Briefe an Freunde, Novosibirsk (Norbert Schott)

Schwimmbad

27. Dezember 2007

Ich komme soeben aus dem Schwimmbad - angesichts eines etwas bewegungsarmen Arbeitsalltags habe ich mich entschlossen, wöchentlich Schwimmen zu gehen. Russische Schwimmbäder sind ein Erlebnis für sich.

Bevor man Schwimmen gehen will, benötigt man ein Gesundheitszertifikat. Diese Bescheinigung soll theoretisch bezeugen, dass man keine übertragbaren Krankheiten hat. Praktisch wird dies vom Arzt nur selten geprüft, da jeder vernünftige Mediziner froh ist, wenn seine Patienten überhaupt Sport treiben. Zudem kann sich ein halbwegs begabter Computernutzer den Wisch selbst im Photoshop bauen. Unbegabte kaufen sich die Zettelchen wiederum bei Begabten.

In Akademgorodok, dem Wissenschaftlerstädtchen bei Novosibirsk, wo ich arbeite, gibt es theoretisch drei Schwimmhallen. Die Anlage der Universität soll seit zehn Jahren demnächst eröffnet werden. Die Halle der Akademie der Wissenschaften wird auch vorübergehend renoviert. Immerhin hat die Schwimmhalle am Haus der Jugend offen - dort sind dementsprechend abends alle Termine ausgebucht. Richtig gelesen, es gibt Termine!

Geschwommen wird im Dreiviertelstundentakt. Ich darf beispielsweise Donnerstags von 11:30 bis 12:15 ins Wasser. Am Monatsanfang muss ich meinen Wunschzeitraum festlegen, welcher in einem Schwimmausweis vermerkt wird. Verschieben geht später nur in Einzelfällen. Will man keinen festen Wochentag, sondern ein flexibles Abo, kostet es mehr. Einzelne Besuche sind noch teurer.

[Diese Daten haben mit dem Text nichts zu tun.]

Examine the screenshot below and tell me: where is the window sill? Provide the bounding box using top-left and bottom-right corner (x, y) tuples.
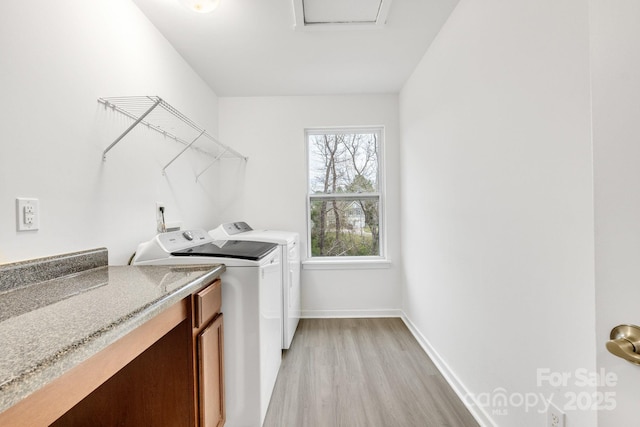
(302, 258), (391, 270)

Pünktlich um 11:15 ist Einlass. Mantel und Schuhe sind vorher in der Garderobe abzugeben, laut Hausordnung ist für die Schuhe eine Tüte mitzubringen, damit sie die Gardarobenfrau aufhängen kann. Zum Glück ist Selbige nett und hat meist ein paar Tüten für Vergessliche vorrätig. Am Einlass bekommt man nach Abgabe des Schwimmausweises ein kleines Gummiarmband mit einer Nummer. Im großen Umkleideraum sucht man sich den Kleiderbügel mit dieser Nummer heraus und hängt alle seine Sachen daran auf. Bis auf die Unterhosen, denn im Umkleideraum befindet sich eine weitere Gardarobenfrau, welcher man den Kleiderbügel übergibt. Diese Frau hat auch eine große Auswahl an Badekappen, Badehosen und Schwimmbrillen zur Ausleihe parat - sehr praktisch, wenn man die Badekappenpflicht (Hausordnung!) vergessen hat.

Mit Schlappen, Handtuch, Waschlappen (Hausordnung!), Shampoo und Badezeug geht es nun in den Vorraum der Dusche, wo man die Unterhosen in einem Regal zurücklässt. Nach dem Duschen wartet man am Beckenrand, bis die große Schulklingel klingelt. Warum diese schon um 11:29 Uhr klingelt, weiß ich nicht, aber es ist so. Bis pünktlich 12:14 Uhr darf ich nun meine Runden drehen. Hin- und her, denn mehr kann man in der Schwimmhalle nicht machen.

Nach der Dusche bekleidet man sich wieder mit seiner Unterwäsche. Das Gummibändchen mit der Nummer tauscht die Frau im Umkleideraum anschließend gegen den Bügel, welchen man am Ende noch brav an die richtige Stelle hängen muss - sonst würden die nächsten Besucher ihren Bügel zwischen den 98 anderen kaum mehr finden.

Nach Verlassen des Umkleideraums bekommt man seinen Schwimmausweis wieder, kann sich seinen Mantel und die Schuhe abholen und entspannt nach Hause spazieren. Heute war dies besonders angenehm - der Schnee knarscht herrlich, denn es sind gerade unter minus 20 Grad. Sehr schön!